With all due respect to the learned counsel for the Defendant Bank, I do not consider that the suit before this Court involved a dispute as regards to the environment, the use, or the occupation of and title to the suit property. As I see it, the suit property being offered by way of security to the Defendant Bank for the loan facilities availed to the 2nd Plaintiff, the same became a commodity which the chargee, the Defendant Bank, could sell off in order to recover monies lent to the 2nd Plaintiff. To this end, I adopt the finding of Ochieng J. in theAndrew Wanjohi case (supra) when he stated:

“By offering the suit property as security the chargor was equating it to a commodity which the chargee may dispose of, so as to recover his loan together with the interest thereon.”

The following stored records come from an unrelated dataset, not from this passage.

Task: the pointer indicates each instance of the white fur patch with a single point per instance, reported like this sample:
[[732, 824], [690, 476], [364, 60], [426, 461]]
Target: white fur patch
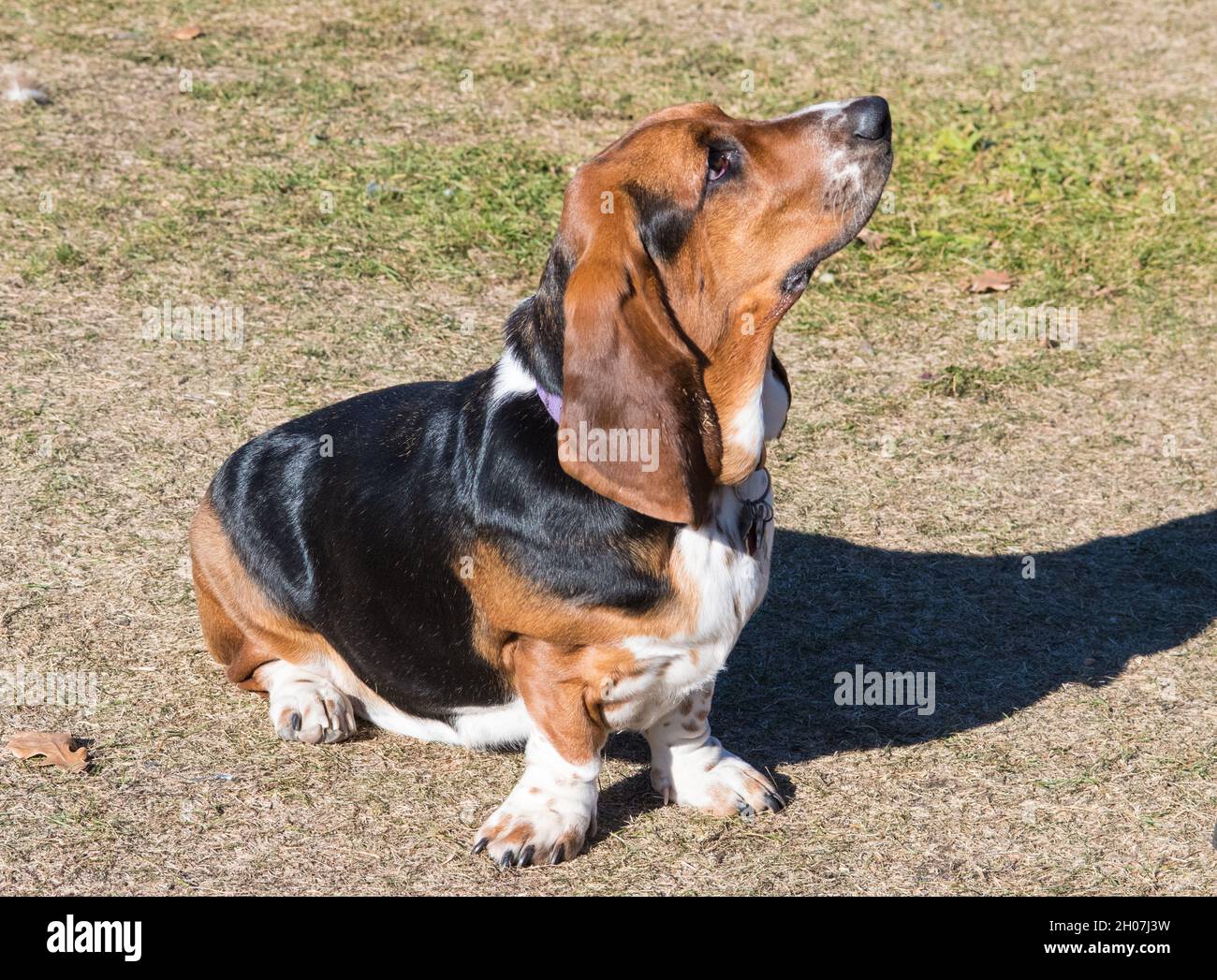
[[548, 814], [729, 587], [305, 707], [511, 379]]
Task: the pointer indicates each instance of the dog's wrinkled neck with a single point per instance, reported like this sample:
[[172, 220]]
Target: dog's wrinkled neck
[[535, 329]]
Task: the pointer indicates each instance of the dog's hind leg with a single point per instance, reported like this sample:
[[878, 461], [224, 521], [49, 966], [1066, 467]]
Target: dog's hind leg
[[259, 648]]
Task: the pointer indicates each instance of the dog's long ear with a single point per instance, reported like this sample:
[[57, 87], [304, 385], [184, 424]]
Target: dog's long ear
[[632, 381]]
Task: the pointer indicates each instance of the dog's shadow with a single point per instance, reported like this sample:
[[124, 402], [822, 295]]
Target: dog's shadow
[[997, 632]]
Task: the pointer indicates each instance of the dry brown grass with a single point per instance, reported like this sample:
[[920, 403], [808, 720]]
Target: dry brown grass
[[1075, 743]]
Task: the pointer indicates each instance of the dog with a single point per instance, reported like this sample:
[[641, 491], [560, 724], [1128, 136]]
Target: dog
[[570, 542]]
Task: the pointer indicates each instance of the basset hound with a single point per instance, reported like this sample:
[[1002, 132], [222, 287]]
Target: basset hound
[[570, 542]]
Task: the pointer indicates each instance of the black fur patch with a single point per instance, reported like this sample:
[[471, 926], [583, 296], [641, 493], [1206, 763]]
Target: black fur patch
[[364, 546], [661, 224]]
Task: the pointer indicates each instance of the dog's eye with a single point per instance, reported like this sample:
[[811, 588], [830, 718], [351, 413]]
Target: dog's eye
[[718, 163]]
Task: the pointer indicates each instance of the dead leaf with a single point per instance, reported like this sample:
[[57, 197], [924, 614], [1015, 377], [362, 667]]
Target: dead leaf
[[872, 240], [50, 749], [990, 282]]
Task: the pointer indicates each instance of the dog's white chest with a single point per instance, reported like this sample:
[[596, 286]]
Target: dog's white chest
[[725, 579]]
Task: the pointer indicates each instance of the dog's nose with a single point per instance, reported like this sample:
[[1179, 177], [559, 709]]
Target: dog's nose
[[871, 118]]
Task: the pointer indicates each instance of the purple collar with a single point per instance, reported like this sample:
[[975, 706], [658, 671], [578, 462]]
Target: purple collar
[[552, 403]]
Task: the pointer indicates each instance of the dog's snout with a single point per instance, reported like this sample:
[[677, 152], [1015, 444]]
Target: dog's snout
[[871, 118]]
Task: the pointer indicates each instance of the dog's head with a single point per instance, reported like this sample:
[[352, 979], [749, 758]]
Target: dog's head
[[681, 247]]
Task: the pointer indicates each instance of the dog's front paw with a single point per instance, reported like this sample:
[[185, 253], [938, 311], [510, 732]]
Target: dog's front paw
[[539, 823], [711, 780], [305, 708]]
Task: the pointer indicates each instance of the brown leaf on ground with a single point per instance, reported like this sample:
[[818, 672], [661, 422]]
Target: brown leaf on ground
[[990, 282], [49, 749], [872, 240]]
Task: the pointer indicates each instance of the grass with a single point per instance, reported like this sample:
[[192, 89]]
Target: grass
[[377, 184]]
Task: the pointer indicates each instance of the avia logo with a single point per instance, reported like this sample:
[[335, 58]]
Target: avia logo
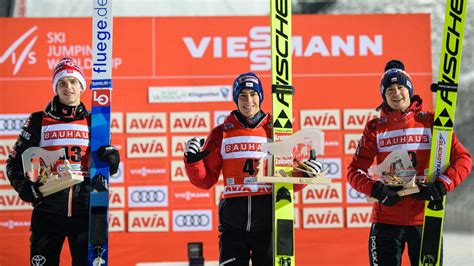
[[322, 218], [116, 221], [148, 221], [358, 118], [322, 194], [321, 119], [188, 195], [256, 46], [190, 122], [146, 122], [17, 59], [147, 147], [358, 217]]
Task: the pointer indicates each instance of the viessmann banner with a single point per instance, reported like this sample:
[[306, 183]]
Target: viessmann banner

25.    Although I have found that the 1st Plaintiff is entitled to injunctive Orders, I am concerned at the revelation contained in the Replying Affidavit dated 17th December 2012 as to the fact that no payments have been made towards the 2nd Plaintiff’s Term Loan facility since 20th January 2012 as well as no payments in respect of its US dollar account since 19th January 2012 and its KES Current account since 14th May 2012. Although this is an obligation lying squarely with the 2nd Plaintiff, I have already noted, as above, that the Plaintiffs share common directors. I appreciate that the Plaintiffs are separate legal entities but in my opinion, the 1st Plaintiff must be aware of the defaults of the 2nd Plaintiff and has not been open and straightforward with this Court as regards thereto. In my view, such behaviour by the 1st Plaintiff can only go against it at the hearing of this suit in due course. For now, I do not consider that the 1st Plaintiff is deserving of its costs of its Application before Court and, as a result, I make no order as to costs.

DATED and delivered at Nairobi this 31st day of October, 2013.